A Burkinabé management expert and an assistant have been hired to help keep track of the money and write the checks. A health program has been set up to vaccinate each girl against typhoid, yellow fever and meningitis as well as provide the girls with crucial medical services and supplies. After reading an article about the group’s work, a computer technician in France donated enough secondhand computers to provide one to each girl, so Eckhard is organizing a program to teach the students the skills they need to use them. Last year, he initiated a three-part seminar on sexual health and family planning. An annual seminar on career planning and the job market is in the works.
Fund-raising has also kept Eckhard quite busy. As his project grew, he began worrying he might die or become incapacitated before the girls in the program had completed their studies. His annual budget had climbed to 30,000 euros, but his treasurer suggested he raise an additional 10,000 euros a year as a reserve for the future.
He also began searching for eventual replacements, casting about in New York, France and Geneva.
“I have to prepare for that moment. It’s unfair of me to start sending girls to university who are in their first or second years, if I don’t have the money in the bank to pay them until the end,” Eckhard said. “So that is what I am doing. I am also looking to shift down at least a generation in leadership.
“I think I have to keep going to Burkina Faso every year for now, but I want to start bringing someone with me. And I have someone in mind for that as well. It all comes back to the network.”
To keep things running smoothly, Eckhard’s visits to every girl and every school ensures that the girls are succeeding in their studies, have access to basic necessities and a bicycle, if needed.
“It’s very personal,” Eckhard said. “When I go in January, I visit each of the girls, I visit their homes and I say: ‘O.K., so this is the living room.
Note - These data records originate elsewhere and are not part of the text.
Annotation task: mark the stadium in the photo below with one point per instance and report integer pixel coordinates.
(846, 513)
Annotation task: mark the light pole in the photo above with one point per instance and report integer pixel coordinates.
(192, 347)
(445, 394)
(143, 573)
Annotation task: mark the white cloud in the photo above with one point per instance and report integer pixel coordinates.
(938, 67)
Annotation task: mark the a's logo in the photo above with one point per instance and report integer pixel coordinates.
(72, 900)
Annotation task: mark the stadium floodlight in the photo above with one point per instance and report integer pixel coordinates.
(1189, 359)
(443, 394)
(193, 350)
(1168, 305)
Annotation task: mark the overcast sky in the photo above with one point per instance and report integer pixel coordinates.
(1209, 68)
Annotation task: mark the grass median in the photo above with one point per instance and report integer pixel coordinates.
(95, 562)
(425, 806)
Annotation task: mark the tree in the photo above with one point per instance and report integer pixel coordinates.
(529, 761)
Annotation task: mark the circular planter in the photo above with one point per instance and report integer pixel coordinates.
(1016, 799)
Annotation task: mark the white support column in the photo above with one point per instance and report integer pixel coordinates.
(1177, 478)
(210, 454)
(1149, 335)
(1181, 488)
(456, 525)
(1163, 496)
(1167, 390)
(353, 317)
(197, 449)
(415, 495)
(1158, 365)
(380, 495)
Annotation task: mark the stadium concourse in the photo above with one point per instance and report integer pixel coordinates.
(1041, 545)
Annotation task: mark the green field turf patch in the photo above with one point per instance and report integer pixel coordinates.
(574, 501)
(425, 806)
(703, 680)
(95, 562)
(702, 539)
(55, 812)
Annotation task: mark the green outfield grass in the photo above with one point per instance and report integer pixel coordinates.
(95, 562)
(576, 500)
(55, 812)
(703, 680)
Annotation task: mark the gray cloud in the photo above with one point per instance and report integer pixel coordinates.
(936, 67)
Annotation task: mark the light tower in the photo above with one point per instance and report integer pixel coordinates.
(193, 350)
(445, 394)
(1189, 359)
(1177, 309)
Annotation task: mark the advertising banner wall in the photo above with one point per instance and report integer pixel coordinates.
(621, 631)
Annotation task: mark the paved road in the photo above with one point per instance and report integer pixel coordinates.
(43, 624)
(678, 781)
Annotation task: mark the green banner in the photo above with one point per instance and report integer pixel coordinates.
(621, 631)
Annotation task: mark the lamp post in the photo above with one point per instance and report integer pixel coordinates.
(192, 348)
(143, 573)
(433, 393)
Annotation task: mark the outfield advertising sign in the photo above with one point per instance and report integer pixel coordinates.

Do you cook in this room too? What do you sleep on?’ And they bring in a little grass mat that they put on the concrete floor. And I ask, ‘Are both of your parents alive?’ And invariably, one of them is dead. ‘And what is your income?’ And they don’t have any income. That’s the profile of most of the girls we have.”
“And then I start doing reports to the donors, based on my photographic journey through Burkina Faso. And each year, it gets harder because there are more of them.”
Other future risks exist that are difficult to gauge. Terrorism has been rising in Burkina Faso, punctuated by an attack in March on army headquarters and the French embassy in Ouagadougou; 60 people were wounded and eight soldiers killed. Eckhard says the US State Department now warns against travel to some parts of the country. Since January 2016, more than 200 militant attacks have killed at least 263 people in Burkina Faso.
Yet Eckhard keeps a positive outlook.
“The striking thing for me is that poor people are the most optimistic in the world. There was an international survey on optimism, and Burkina Faso was near the top. France was near the bottom. So the more you have, the more problems you see around you. The less you have, the more you think tomorrow has to be better than today.”
“I feel like I have an enormous extended family down there,” he said. “And through the fund-raising, I stay in touch with all my former colleagues. And when I pursue activities in France, I get to know all the people in my community. So there are huge benefits for me personally in doing it this way. It’s all kind of small scale and personal, and I’m just lucky. It’s worked.”